“Guest Perspective” Published in the Sedona Red Rock News 1-11-12
This year, I knew we weren’t going to have a spend-crazy Christmas. My husband and I worked out a modest budget, and decided it was best spent on making the holiday memorable for our kids which meant no gifts for the other forty-two family members.
At first I felt sorry for myself. But, after I tore up the letter I started to the President, demanding he abolish Christmas because it’s just a bunch of meaningless hype, I stopped and asked myself a question.
What does Christmas mean to me?
I forced myself to think back through all the Christmas’ I have celebrated to see if I could even remember any of the gifts I received.
I remembered the tie-died t-shirt dress my Dad gave me when I was seven because it was the first gift he actually picked out for me himself, without my Mom’s help. I remembered the iPOD my husband gave me one year, and the diamond necklace – but not because they were expensive, because he put thought into picking them.
I really couldn’t remember too many kitchen gadgets, knick knacks, CDs, stereos or scarves.
Just like Scrooge, my reflection on ghosts of Christmas’ past gave me an epiphany. An old saying I once heard put it best, “The greatest things in life are the people we love, the places we see, and the memories we make.”

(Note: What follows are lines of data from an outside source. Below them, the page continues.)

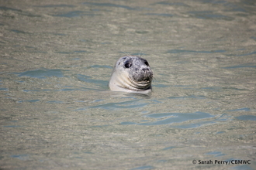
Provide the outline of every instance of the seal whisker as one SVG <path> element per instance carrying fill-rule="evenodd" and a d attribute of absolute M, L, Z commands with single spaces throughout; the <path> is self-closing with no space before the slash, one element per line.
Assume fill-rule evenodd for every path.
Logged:
<path fill-rule="evenodd" d="M 140 56 L 125 53 L 126 56 L 121 57 L 113 69 L 109 83 L 110 90 L 141 94 L 151 92 L 153 72 L 147 61 L 140 57 L 142 53 Z"/>

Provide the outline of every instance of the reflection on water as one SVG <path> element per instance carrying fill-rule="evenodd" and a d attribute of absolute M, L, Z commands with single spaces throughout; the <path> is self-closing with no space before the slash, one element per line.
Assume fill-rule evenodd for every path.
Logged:
<path fill-rule="evenodd" d="M 255 2 L 0 5 L 1 168 L 255 168 Z M 151 94 L 109 90 L 126 53 Z"/>

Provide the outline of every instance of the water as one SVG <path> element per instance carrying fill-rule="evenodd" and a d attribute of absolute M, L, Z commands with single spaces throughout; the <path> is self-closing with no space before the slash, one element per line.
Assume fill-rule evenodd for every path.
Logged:
<path fill-rule="evenodd" d="M 1 1 L 1 168 L 255 169 L 255 9 Z M 126 53 L 149 62 L 151 95 L 109 90 Z"/>

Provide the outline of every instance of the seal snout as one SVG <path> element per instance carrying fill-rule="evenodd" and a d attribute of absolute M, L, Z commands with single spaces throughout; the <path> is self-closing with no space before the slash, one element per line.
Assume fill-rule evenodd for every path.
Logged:
<path fill-rule="evenodd" d="M 152 90 L 153 71 L 141 57 L 121 57 L 116 64 L 109 81 L 112 90 L 148 93 Z"/>

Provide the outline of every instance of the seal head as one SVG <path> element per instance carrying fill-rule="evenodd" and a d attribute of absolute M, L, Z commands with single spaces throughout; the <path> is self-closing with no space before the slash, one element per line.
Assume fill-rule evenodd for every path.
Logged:
<path fill-rule="evenodd" d="M 151 92 L 153 72 L 145 59 L 127 56 L 116 63 L 109 81 L 113 91 L 146 94 Z"/>

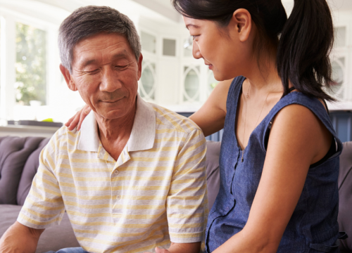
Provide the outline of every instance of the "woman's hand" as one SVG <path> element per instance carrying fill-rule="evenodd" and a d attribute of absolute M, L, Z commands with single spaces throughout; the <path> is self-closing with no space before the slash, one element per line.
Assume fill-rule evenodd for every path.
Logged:
<path fill-rule="evenodd" d="M 75 116 L 68 119 L 68 121 L 65 123 L 65 126 L 68 128 L 68 130 L 72 131 L 76 127 L 77 130 L 80 130 L 81 129 L 82 122 L 83 122 L 83 119 L 88 115 L 88 114 L 92 110 L 91 108 L 87 105 L 85 105 L 83 108 L 82 108 L 78 112 L 76 113 Z"/>
<path fill-rule="evenodd" d="M 155 248 L 155 252 L 156 253 L 170 253 L 168 249 L 160 249 L 158 247 Z M 150 252 L 144 252 L 144 253 L 150 253 Z"/>

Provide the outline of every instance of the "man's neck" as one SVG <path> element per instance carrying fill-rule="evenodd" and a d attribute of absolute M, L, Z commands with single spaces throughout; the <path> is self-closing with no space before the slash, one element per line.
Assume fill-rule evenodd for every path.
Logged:
<path fill-rule="evenodd" d="M 101 144 L 116 161 L 131 135 L 136 110 L 137 100 L 131 112 L 118 119 L 107 119 L 94 113 Z"/>

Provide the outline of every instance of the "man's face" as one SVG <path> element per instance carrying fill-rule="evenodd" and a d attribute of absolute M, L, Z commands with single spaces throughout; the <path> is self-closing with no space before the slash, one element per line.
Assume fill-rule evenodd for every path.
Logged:
<path fill-rule="evenodd" d="M 117 119 L 127 115 L 135 105 L 142 58 L 141 55 L 136 60 L 124 36 L 99 34 L 75 46 L 70 79 L 65 77 L 69 88 L 78 90 L 99 115 Z M 67 75 L 67 70 L 64 72 Z"/>

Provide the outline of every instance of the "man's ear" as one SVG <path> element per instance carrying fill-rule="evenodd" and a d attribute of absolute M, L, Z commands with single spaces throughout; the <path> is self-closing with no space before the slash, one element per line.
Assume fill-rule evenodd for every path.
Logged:
<path fill-rule="evenodd" d="M 141 53 L 139 56 L 139 59 L 138 59 L 138 62 L 137 63 L 138 65 L 138 81 L 141 79 L 142 76 L 142 62 L 143 61 L 143 55 Z"/>
<path fill-rule="evenodd" d="M 252 30 L 252 16 L 249 11 L 244 8 L 236 10 L 232 15 L 232 21 L 240 41 L 247 41 Z"/>
<path fill-rule="evenodd" d="M 68 86 L 68 89 L 70 89 L 71 91 L 77 91 L 77 87 L 75 83 L 73 82 L 73 80 L 72 79 L 71 74 L 70 74 L 70 71 L 62 64 L 60 64 L 60 71 L 61 71 L 61 73 L 63 75 L 63 77 L 65 78 L 65 81 L 66 81 L 67 86 Z"/>

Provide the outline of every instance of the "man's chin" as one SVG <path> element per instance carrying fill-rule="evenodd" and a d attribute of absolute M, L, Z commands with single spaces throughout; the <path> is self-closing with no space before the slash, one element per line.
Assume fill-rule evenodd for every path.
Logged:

For me, drinking Scandinavian wassail with my grandparents, making gingerbread houses with my nieces, or bundling up for a stroll through Red Rock Fantasy all together, are the things I remember best about Christmas.
So, I decided to give a different sort of gift this year.
The most priceless gift of all.
After twelve deaths in our family in three years, I’ve learned the value of such a simple thing as time with my loved ones.
So, I thought carefully about a memory I would like to create with each person and I offered that idea in a small card I gave each one.
My great-Aunt, Dollie, choked back tears when she read that I wanted to spend an afternoon with her sharing our memoirs. I was surprised. It sounded like such a simple thing to give her, but it was the only gift that made her cry. (I have a feeling the super-scrubbing “As Seen on TV” car-washing brush I would’ve gotten her, probably wouldn’t have had the same impact).
When my Mom read her card, she started to cry, too, when I told her how much we appreciate all she does for our family. She said, “Not a lot of people tell me how much they appreciate me. That was the greatest gift you could give me.”
This was the most simple and humble Christmas I’ve ever celebrated, but the gift of time proved to be the best gift I’ve ever given, or received. I had a houseful of people, a huge feast of food (Christmas potluck!), a storm on the stockings by a bunch of happy kiddos Christmas morning, and time with my family that I could never put a price tag on.